Rodriguez added that Ultra Health is “committed to workplace well-being” and that starting next year the company will start paying its 300 employees at least $15 per hour. 

Kristina Caffrey, a lawyer for Ultra Health also spoke about the legality of mandating labor agreements. Caffrey said that while labor agreements may sound like a good idea, there is nothing in state or federal law that allows those agreements to be mandatory. 

“The New Mexico Constitution does not have a good idea clause,” Caffrey said. “And what I mean by that is just because something is a good idea, an agency does not automatically have the authority to implement that idea.”

Ben Lewinger, the executive director of the New Mexico Cannabis Chamber of Commerce, argued that requiring a labor agreement through rules, when the Cannabis Regulation Act was ultimately amended to remove any labor union requirements, demeans the role of lawmakers.    

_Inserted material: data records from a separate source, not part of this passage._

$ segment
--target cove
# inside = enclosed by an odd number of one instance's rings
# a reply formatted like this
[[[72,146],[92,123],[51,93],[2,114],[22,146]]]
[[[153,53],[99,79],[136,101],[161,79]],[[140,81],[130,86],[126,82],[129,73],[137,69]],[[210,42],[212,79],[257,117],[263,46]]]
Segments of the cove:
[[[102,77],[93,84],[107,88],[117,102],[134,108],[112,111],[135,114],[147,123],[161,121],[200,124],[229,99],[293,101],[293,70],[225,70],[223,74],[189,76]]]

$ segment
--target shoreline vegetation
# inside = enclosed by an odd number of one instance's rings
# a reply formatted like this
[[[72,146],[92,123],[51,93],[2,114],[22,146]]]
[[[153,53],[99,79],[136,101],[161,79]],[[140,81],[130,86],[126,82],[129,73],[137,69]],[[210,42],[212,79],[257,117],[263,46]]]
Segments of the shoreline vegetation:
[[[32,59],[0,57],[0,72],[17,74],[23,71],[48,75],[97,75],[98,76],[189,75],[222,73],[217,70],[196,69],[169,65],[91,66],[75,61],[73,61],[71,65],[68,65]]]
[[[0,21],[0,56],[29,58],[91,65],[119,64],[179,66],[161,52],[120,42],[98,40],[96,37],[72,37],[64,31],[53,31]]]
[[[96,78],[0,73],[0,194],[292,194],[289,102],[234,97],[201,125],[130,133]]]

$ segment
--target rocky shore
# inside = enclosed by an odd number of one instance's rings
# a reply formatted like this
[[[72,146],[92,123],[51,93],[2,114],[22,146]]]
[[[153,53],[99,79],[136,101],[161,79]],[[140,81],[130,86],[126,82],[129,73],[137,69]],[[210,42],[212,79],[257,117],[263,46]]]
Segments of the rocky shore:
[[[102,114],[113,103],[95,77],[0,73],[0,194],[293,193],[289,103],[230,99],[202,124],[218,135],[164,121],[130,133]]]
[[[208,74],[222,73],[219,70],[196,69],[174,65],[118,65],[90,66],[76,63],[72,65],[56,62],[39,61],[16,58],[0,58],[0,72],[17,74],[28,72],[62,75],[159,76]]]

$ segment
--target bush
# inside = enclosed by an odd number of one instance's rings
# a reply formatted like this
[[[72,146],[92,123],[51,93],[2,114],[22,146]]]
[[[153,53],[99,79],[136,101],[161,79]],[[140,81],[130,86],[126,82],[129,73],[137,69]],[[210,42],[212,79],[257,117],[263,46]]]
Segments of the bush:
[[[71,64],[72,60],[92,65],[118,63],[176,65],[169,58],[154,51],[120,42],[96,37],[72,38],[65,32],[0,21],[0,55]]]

“Attempting to pass this rule now, in this manner, skirts the statutory authority of the Legislature and deprives all New Mexicans of the transparent ongoing discussion that is already underway by elected lawmakers,” Lewinger said. “This is a complex policy issue for a new and complex industry, and I urge the CCD and RLD to ensure that there is adequate policy discussion in the appropriate setting—the Legislature—and that a hastily crafted labor peace agreement rule is not forced through, administratively in the 11th hour.”

Tony Martinez, a co-owner of Lava Leaf Organics, the first company to receive a cannabis business license from RLD, said that he is not against employees seeking union representation in certain circumstances. But, Martinez said, requiring union agreements this early on will hinder companies like his from establishing their own fair working practices.  

“We’ve been investigating employee-owned and cooperative business models and we just feel like at this time, this isn’t the time and this rulemaking process isn’t the place to implement these types of procedures.”

Wednesday’s hearing was only an initial stage of finalizing the rules and the hearing officer will still have to finalize and send his report to RLD for final approval. Changes could still be made to the proposal without another public hearing and Superintendent Trujillo has the final approval power.